A lengthy examination and analysis of the arguments on both sides of the debate leads to these primary findings:
Barring adopted adults from access to their original birth certificates wrongly denies them a right enjoyed by all others in our country, and is not in their best interests for personal and medical reasons.
Alternative solutions to providing adopted adults access to their OBCs, such as mutual consent registries, are ineffective and do not adequately address the needs of adopted persons.
The overwhelming majority of birthmothers do not want to remain anonymous to the
children they relinquished for adoption and support (or do not oppose) those children’ access to their OBCs.
Providing adult adoptees with access to their original birth certificates does not threaten the integrity of adoptive families or the institution of adoption; indeed, the evidence suggests that the opposite is the case.
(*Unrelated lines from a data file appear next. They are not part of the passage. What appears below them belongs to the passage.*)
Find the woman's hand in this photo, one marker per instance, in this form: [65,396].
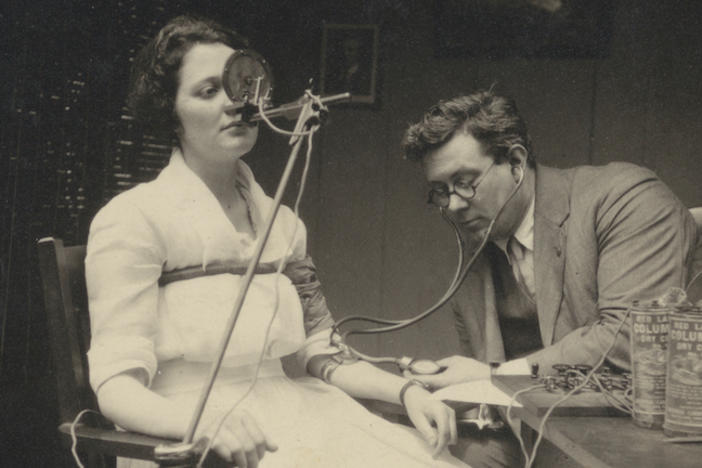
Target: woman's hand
[432,418]
[458,369]
[240,440]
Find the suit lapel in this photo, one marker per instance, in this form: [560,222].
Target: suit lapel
[550,213]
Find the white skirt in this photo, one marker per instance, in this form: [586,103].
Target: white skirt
[313,423]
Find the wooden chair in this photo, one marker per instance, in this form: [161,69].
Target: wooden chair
[65,299]
[66,303]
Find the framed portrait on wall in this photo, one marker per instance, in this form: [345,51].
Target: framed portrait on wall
[349,61]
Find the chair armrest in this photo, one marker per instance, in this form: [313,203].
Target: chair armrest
[112,442]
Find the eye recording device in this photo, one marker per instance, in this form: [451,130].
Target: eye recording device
[248,78]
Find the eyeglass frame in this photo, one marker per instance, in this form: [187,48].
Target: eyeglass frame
[472,186]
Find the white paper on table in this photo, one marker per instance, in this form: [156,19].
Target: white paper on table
[476,391]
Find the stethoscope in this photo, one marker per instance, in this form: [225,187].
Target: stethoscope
[419,366]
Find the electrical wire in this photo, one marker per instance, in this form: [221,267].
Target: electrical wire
[278,272]
[542,424]
[74,437]
[459,277]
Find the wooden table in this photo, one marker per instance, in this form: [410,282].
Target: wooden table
[599,440]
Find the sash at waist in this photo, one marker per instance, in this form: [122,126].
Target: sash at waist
[179,376]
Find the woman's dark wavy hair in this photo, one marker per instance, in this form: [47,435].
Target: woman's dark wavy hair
[491,119]
[154,79]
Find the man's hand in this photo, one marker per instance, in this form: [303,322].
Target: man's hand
[458,369]
[433,419]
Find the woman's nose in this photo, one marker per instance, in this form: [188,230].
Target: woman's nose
[230,107]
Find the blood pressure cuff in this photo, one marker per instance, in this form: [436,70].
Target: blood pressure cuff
[303,275]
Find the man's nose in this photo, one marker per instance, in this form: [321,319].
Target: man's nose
[457,203]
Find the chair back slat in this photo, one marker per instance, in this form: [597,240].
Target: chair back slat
[65,300]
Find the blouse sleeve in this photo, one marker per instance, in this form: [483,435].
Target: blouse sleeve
[123,264]
[318,320]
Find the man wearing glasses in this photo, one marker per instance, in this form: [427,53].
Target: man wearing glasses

In other countries and in U.S. states that have restored adopted adults’ access to OBCs, or never sealed these records at all, there is no evidence of any of the significant negative consequences critics predict.
Based on these findings, the Adoption Institute recommends significant changes in current adoption law and policy in order to restore adopted persons’ rights to information about their origins and heritage – and to achieve equality for the members of all families, regardless of how they are formed.